The record date for determining stockholders entitled to vote at the Annual Meeting will remain the close of business on April 29, 2022.

During the current adjournment, Hepion will continue to solicit votes from its stockholders with respect to Proposal 4 set forth in the Proxy Statement.

At the time the Annual Meeting was adjourned, proxies had been submitted by stockholders representing approximately 60% of the shares of Hepion’s common stock outstanding and entitled to vote, which constituted a quorum. At the time of the Annual Meeting votes were sufficient to approve the election of each of Dr. Gary S. Jacob, Dr. Robert Foster, John Brancaccio, Dr. Timothy Block, Dr. Arnold Lippa and Dr. Peter Wijngaard as a director, and to approve Proposal 2 (Appointment of Independent Auditors). However, votes were not sufficient to approve Proposals 3 (2022 Omnibus Equity Incentive Plan) and 5 (Say-On-Pay). Votes were also not sufficient to approve Proposal 4, which requires approval by the holders of a majority of the outstanding shares of common stock of Hepion.

Proxies previously submitted with respect to the Annual Meeting will be voted on Proposal 4 at the adjourned Annual Meeting unless properly revoked, and stockholders who have previously submitted a proxy or otherwise voted need not take any action.

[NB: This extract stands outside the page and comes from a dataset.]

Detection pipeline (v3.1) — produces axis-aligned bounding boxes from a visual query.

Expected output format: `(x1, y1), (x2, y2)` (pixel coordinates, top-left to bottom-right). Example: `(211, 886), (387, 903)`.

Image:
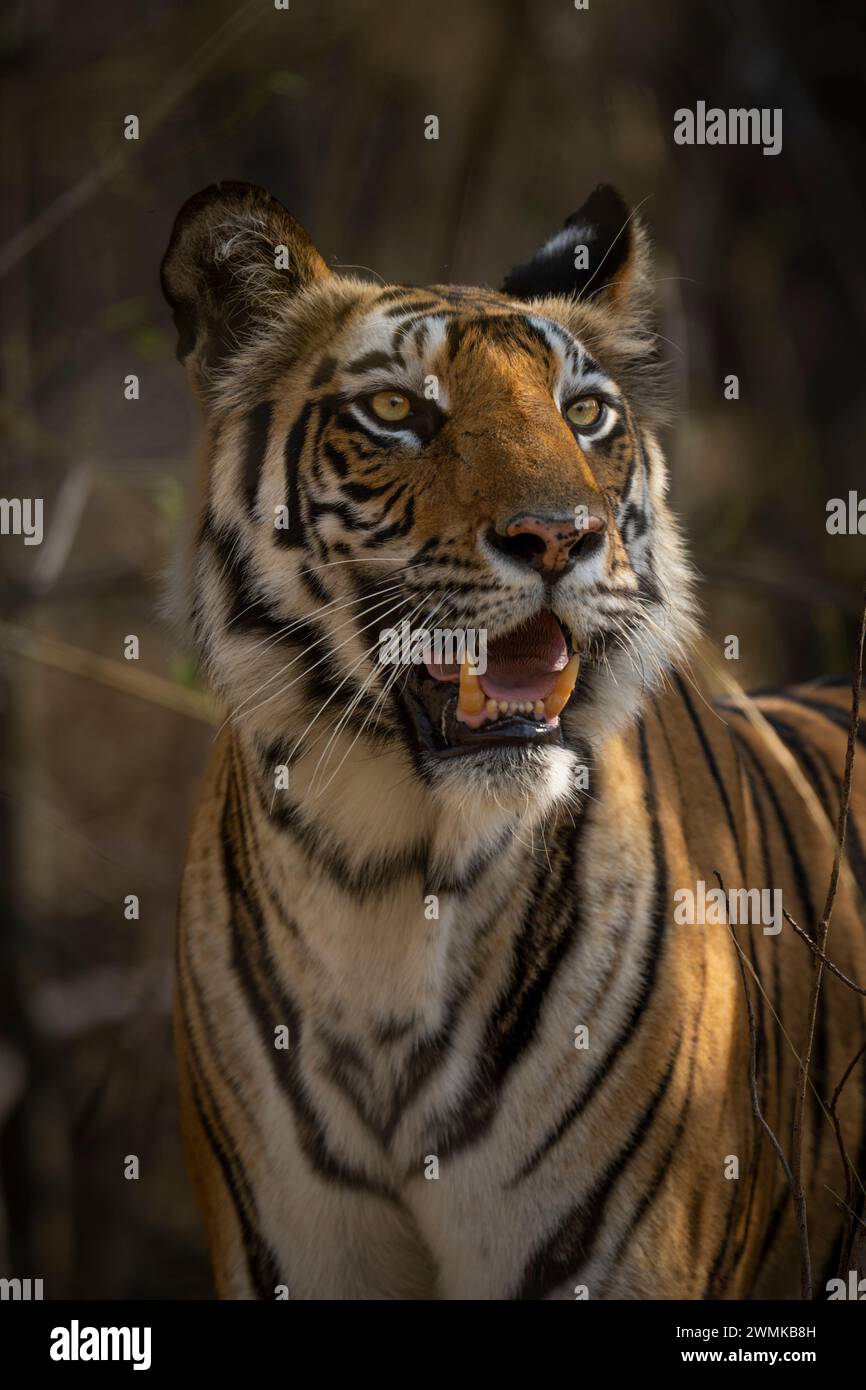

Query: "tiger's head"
(163, 183), (692, 813)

The Board of Hepion urges stockholders who have not yet voted or who have previously voted against Proposal 4 to vote FOR the proposal. The Board believes that the approval of Proposal 4 is in the best interests of the stockholders of Hepion because the availability of additional authorized shares of common stock is required for several reasons including, but not limited to, the additional flexibility to issue common stock for a variety of general corporate purposes as the Board may determine to be desirable including, without limitation, future financings, investment opportunities, acquisitions, or other distributions and stock splits (including splits effected through the declaration of stock dividends).

Hepion encourages all stockholders of record on April 29, 2022 who have not yet voted or who wish to change their vote to do so by 11:59 p.m. Eastern Time on July 21, 2022.

About Hepion Pharmaceuticals

The Company’s lead drug candidate, rencofilstat, is a potent inhibitor of cyclophilins, which are involved in many disease processes. Rencofilstat is currently in clinical-phase development for the treatment of NASH, with the potential to play an important role in the overall treatment of liver disease - from triggering events through to end-stage disease. Rencofilstat has been shown to reduce liver fibrosis and hepatocellular carcinoma tumor burden in experimental models of NASH, and has demonstrated antiviral activities towards HBV, HCV, and HDV through several mechanisms, in nonclinical studies. In November 2021, the U.S. Food and Drug Administration (“FDA”) granted Fast Track designation for rencofilstat for the treatment of NASH. That was soon followed in December 2021 by the FDA’s acceptance of Hepion’s investigational new drug (IND) application for rencofilstat for the treatment of hepatocellular carcinoma (HCC). In June 2022, rencofilstat was granted Orphan Drug designation for the treatment of HCC.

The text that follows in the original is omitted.